The chairman of a key House committee said Thursday he will move "quickly and decisively" to push legislation curbing greenhouse gases with a goal of passing climate legislation out of his committee before Memorial Day.
Rep. Henry Waxman, D-Calif., opening the new Congress' first hearing on the threats from global warming, said inaction on the climate issue is causing uncertainties that make it more difficult to emerge from the recession.
"Our environment and our economy depend on congressional action to confront the threat of climate change and secure our energy independence," said Waxman. "U.S. industries want to invest in a clean energy future, but uncertainties about whether, when and how greenhouse gas emissions will be reduced is deterring these vital investments."
House Speaker Nancy Pelosi, D-Calif., another strong proponent of moving climate legislation, later Thursday said that she shared Waxman's "sense of urgency and his belief that we cannot afford another year of delay."
Given the broad impact that regulating greenhouse gases, especially carbon dioxide from the burning of fossil fuels, would have, it is widely viewed that any legislation will require substantial bipartisan support, especially in the Senate.
Industry, activists join forces
To dramatize the business community's growing consensus that the climate issue must be confronted, Waxman invited to the first hearing 14 corporate executives and environmental leaders who have pressed for an 80 percent reduction in greenhouse gases by 2050.
The 14 executives and environmentalists sat shoulder to shoulder across at a witness table spanning two-thirds of the Energy and Commerce Committee hearing room.
Dealing with climate change "will not be cheap and not be easy," warned James Rogers, chairman of Duke Energy Corp.
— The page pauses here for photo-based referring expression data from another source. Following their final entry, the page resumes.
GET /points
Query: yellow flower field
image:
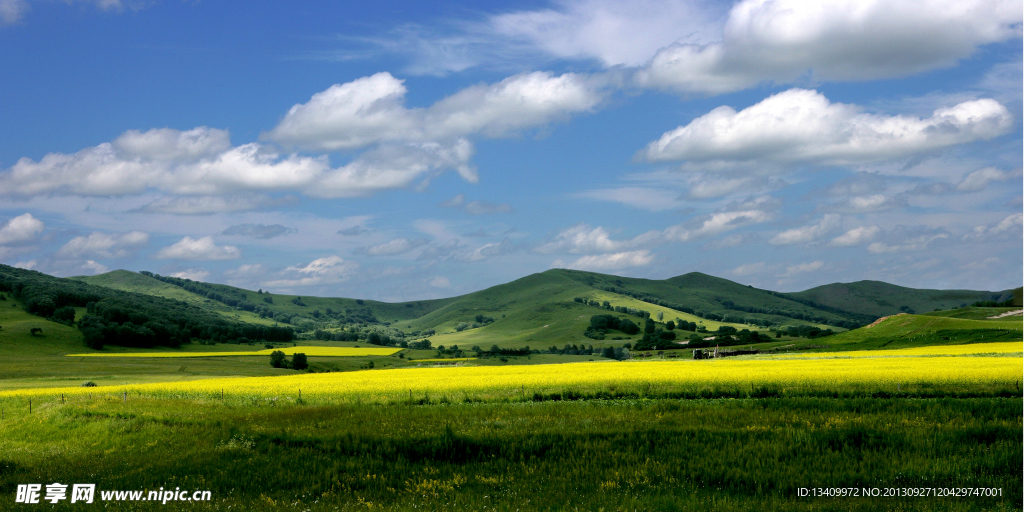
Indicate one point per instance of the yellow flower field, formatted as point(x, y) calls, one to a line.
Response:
point(308, 350)
point(793, 374)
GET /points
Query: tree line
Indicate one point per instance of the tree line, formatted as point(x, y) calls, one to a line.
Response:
point(126, 318)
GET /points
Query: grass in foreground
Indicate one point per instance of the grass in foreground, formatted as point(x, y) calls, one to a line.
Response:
point(728, 455)
point(887, 371)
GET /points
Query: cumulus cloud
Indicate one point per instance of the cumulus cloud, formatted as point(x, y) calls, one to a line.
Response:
point(331, 269)
point(103, 245)
point(808, 232)
point(247, 271)
point(613, 261)
point(370, 111)
point(855, 237)
point(803, 267)
point(19, 229)
point(734, 215)
point(199, 163)
point(907, 239)
point(260, 231)
point(487, 251)
point(204, 205)
point(780, 40)
point(612, 32)
point(803, 126)
point(581, 239)
point(644, 198)
point(200, 250)
point(476, 207)
point(749, 268)
point(979, 179)
point(92, 267)
point(355, 230)
point(11, 11)
point(1009, 225)
point(486, 208)
point(193, 273)
point(439, 282)
point(397, 246)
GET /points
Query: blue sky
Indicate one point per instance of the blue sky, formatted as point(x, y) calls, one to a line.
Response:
point(397, 151)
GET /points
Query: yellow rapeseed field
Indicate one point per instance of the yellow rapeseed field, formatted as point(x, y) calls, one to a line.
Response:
point(308, 350)
point(793, 374)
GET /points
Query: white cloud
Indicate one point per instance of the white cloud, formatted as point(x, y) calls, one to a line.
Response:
point(11, 11)
point(247, 271)
point(901, 242)
point(103, 245)
point(979, 179)
point(93, 267)
point(331, 269)
point(803, 267)
point(486, 208)
point(193, 273)
point(807, 232)
point(204, 205)
point(347, 116)
point(581, 239)
point(259, 231)
point(612, 32)
point(28, 265)
point(709, 186)
point(855, 237)
point(644, 198)
point(735, 215)
point(370, 111)
point(802, 126)
point(19, 229)
point(439, 282)
point(486, 251)
point(1010, 224)
point(397, 246)
point(200, 250)
point(476, 207)
point(781, 40)
point(749, 268)
point(197, 163)
point(613, 261)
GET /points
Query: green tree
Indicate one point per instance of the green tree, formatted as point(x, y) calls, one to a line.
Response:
point(278, 358)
But he said coupling a short term stimulus package with a long-term climate plan, "we have the ability to stimulate greater confidence ...(and) put the recession in the rear view mirror."
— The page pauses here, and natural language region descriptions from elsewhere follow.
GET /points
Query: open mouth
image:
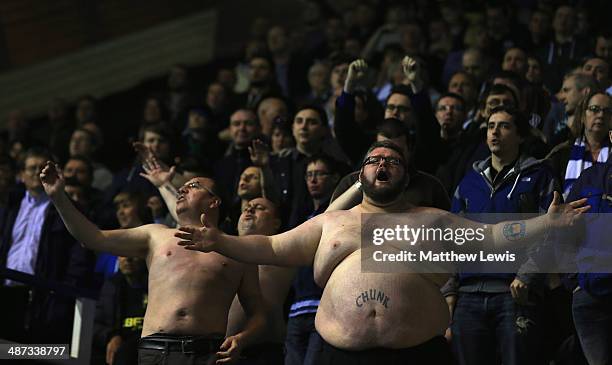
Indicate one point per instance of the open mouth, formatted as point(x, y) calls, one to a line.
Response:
point(382, 175)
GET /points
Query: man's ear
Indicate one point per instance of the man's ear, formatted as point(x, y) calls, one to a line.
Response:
point(277, 224)
point(215, 203)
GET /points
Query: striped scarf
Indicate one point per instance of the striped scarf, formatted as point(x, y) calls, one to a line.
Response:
point(580, 160)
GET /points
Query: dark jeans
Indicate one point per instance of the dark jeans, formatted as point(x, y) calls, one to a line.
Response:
point(167, 349)
point(156, 357)
point(593, 320)
point(434, 351)
point(490, 328)
point(303, 341)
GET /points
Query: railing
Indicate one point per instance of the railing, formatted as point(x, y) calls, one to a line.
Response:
point(84, 312)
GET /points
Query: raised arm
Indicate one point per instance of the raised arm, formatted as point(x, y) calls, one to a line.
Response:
point(296, 247)
point(160, 176)
point(122, 242)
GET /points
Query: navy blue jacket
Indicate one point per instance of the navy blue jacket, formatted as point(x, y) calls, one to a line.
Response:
point(527, 187)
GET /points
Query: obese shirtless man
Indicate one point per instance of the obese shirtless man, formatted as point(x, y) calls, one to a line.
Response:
point(407, 327)
point(190, 293)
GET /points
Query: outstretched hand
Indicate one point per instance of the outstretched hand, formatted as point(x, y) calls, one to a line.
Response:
point(260, 155)
point(561, 215)
point(52, 179)
point(198, 238)
point(230, 351)
point(413, 73)
point(155, 171)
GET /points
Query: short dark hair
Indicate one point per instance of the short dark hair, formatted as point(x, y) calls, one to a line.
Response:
point(518, 118)
point(451, 95)
point(497, 89)
point(39, 152)
point(393, 128)
point(332, 165)
point(140, 201)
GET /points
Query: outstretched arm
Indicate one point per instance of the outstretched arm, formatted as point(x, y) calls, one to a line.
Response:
point(122, 242)
point(527, 231)
point(296, 247)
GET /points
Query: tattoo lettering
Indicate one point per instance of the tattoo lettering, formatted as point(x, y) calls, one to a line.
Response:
point(372, 295)
point(514, 231)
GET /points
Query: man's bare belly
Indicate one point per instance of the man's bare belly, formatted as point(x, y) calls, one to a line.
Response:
point(364, 310)
point(190, 292)
point(275, 283)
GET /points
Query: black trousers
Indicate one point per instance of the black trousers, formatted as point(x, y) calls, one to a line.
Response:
point(435, 351)
point(162, 349)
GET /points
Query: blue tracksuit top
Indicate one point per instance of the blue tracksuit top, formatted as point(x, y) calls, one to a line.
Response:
point(595, 184)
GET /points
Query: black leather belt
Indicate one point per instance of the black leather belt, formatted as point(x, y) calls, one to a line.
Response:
point(184, 344)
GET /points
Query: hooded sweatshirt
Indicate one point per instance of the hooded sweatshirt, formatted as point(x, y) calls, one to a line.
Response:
point(527, 186)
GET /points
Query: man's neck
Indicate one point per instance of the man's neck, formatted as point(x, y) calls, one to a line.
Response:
point(499, 162)
point(37, 193)
point(135, 279)
point(321, 201)
point(398, 205)
point(213, 220)
point(308, 149)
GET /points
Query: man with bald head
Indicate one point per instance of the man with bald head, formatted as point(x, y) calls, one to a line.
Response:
point(261, 216)
point(189, 294)
point(407, 327)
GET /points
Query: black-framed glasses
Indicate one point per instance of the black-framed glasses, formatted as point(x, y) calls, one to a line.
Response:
point(400, 108)
point(596, 109)
point(197, 185)
point(375, 160)
point(442, 108)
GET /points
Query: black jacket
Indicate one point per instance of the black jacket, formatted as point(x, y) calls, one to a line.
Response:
point(60, 258)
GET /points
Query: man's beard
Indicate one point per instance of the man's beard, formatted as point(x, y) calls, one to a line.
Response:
point(382, 194)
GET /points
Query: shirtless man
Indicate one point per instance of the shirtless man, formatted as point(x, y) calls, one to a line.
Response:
point(410, 324)
point(261, 216)
point(189, 293)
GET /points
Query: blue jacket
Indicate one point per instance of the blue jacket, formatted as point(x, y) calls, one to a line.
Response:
point(527, 187)
point(595, 184)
Earlier the group, the 31-member United States Climate Action Partnership, outlined its blueprint for limiting greenhouse gases, calling for an 80 percent emission reduction by mid-century with half of that coming by 2030. It calls for a ramp up of 20 percent reduction as within a dozen years. Carbon dioxide emissions have been increasing about 1 percent a year since 1990.
The group endorsed a cap-and-trade system where greenhouse gas emissions would be limited, but pollution allowances would be provided by the government, especially for carbon intensive industries such as utilities with coal burning power plants. And it would provide incentives for coal plants that capture carbon dioxide.
The business group's plan does not go as far as what President-elect Barack Obama has proposed, nor one that Waxman has floated. Obama has called for an 80 percent reduction in emissions by 2050 from 1990 levels, meaning greater reductions would have to be made.
Auction off all credits?
Obama also has opposed giving industry free emission allowances, saying that 100 percent should be auctioned and the proceeds used to promote clean energy, energy efficiency and carbon capture from power plants. The coalitions plan would phase in auctions.
But the proposal outlined by the business and environmental leaders is expected to be a starting point.
"This is the model to solve the problem," Rep. Jane Harmon, D-Calif., told the group.
Rep. Edward Markey, D-Mass., who chairs the subcommittee that will write the initial legislation and chairs a separate committee on climate, said a consensus for mandatory emissions reductions is clear.
"Now the hard task of enacting global warming legislation is before us," said Markey.
That point was demonstrated by Texas Rep. Joe Barton, the committee's top Republican, who said the cap-and-trade plan threatens jobs. And he recounted how each of the companies represented by the witnesses had recently suffered dramatic declines in the value of their stock.
"You cannot tell me if we adopt mandatory cap-and-trade it's going to help your stock prices," said Barton.
Among the executives were the chairmen of ConocoPhillips, General Electric, DuPont and electric utilities Exelon, NRG Energy Inc. and Duke Energy. Environmental groups included Environmental Defense Fund, Natural Resources Defense Council, Nature Conservancy and World Resources Institute.